Ostiense, Via del Porto Fluviale

L’arte nella periferia

Un fenomeno sempre più evidente negli ultimi decenni è stato il decentramento dell’arte. In un Paese come il nostro non mancano certo le occasioni e i luoghi per un incontro dal vivo con l’arte. Con un Patrimonio che attesta la nostra Penisola come l’area nazionale e geografica che a livello internazionale detiene la maggiore concentrazione di bellezze, l’Italia, dal centro alla periferia, custodisce tante ricchezze.
Limitazioni di vario tipo hanno determinato scelte in controtendenza: un turismo sostenibile può farci raggiungere mete nelle immediate vicinanze che meritano di essere ammirate. All’interno delle grandi città esistono luoghi ignorati, lontani dal turismo di massa, e godibili perché offrono uno spaccato di come, nel tempo, gli esseri umani lascino una traccia modificando inevitabilmente, di volta in volta, i connotati di un luogo abitato.
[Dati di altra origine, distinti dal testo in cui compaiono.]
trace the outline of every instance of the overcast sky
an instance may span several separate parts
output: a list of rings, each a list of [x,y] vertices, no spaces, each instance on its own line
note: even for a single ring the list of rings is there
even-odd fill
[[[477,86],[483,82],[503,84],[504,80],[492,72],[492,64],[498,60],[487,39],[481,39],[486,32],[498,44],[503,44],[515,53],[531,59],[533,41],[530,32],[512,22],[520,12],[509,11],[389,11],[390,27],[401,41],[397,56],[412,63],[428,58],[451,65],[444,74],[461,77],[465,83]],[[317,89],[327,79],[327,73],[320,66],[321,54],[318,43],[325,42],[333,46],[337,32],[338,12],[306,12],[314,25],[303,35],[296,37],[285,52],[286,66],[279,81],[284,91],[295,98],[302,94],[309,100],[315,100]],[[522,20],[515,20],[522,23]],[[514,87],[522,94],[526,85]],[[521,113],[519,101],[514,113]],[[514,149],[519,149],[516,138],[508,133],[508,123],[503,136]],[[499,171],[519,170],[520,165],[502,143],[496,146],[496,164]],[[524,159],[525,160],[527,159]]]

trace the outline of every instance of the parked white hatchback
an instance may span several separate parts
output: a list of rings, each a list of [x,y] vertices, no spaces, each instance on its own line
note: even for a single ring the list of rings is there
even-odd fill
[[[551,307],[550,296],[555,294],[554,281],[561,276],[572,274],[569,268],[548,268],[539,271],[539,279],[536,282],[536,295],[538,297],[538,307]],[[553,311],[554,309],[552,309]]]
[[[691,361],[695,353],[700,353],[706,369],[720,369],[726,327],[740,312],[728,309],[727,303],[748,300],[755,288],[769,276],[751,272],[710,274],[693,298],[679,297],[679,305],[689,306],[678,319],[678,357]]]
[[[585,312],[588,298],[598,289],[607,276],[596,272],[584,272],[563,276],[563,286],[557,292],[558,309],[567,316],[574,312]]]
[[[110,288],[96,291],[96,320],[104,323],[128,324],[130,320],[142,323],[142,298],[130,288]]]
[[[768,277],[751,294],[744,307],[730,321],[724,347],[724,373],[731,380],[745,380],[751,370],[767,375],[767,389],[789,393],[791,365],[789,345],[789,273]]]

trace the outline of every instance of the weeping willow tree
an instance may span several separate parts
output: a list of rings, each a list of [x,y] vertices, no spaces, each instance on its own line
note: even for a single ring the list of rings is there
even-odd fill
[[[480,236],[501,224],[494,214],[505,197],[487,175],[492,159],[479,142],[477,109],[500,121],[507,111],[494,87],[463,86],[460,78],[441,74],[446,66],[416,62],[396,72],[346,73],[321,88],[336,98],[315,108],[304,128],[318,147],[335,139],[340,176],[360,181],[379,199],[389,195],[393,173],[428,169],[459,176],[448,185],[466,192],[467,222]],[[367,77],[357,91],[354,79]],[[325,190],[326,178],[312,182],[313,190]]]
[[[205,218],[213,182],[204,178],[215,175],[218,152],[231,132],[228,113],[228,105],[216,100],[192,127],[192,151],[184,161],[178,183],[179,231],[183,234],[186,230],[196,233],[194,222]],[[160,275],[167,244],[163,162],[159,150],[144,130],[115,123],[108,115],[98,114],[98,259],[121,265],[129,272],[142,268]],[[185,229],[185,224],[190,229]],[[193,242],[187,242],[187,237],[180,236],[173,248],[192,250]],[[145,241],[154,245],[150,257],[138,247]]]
Esempi urbani: dove l’arte attecchisce

In un contesto come quello di Roma, dove un dialogo ininterrotto, da secoli, nutre l’arte, si possono rintracciare varie tendenze. L’arte istituzionale, dei grandi e medi complessi museali che varia nelle proposte, per spaziare dal classico fino al contemporaneo, e quella che non troviamo in una collocazione a lei destinata, che non ha un curatore, un ufficio stampa o una recensione critica perché dietro a una mostra c’è sempre un sistema e un’organizzazione.
Talvolta l’arte istituzionale può anche risultare elitaria ed esclusiva per caratteristiche intrinseche che invece di avvicinare il visitatore lo allontano.
Tuttavia non è sempre automatico che soltanto andando nel centro di una città ci siano opere di arte o artisti o che l’arte non sia accessibile a tutti.
La metropoli di Roma, con i suoi svariati municipi, contiene più città in una.
Basta spesso spostarsi di qualche chilometro, da un quartiere all’altro per scoprire tracce del passato e il germe di nuovi fermenti.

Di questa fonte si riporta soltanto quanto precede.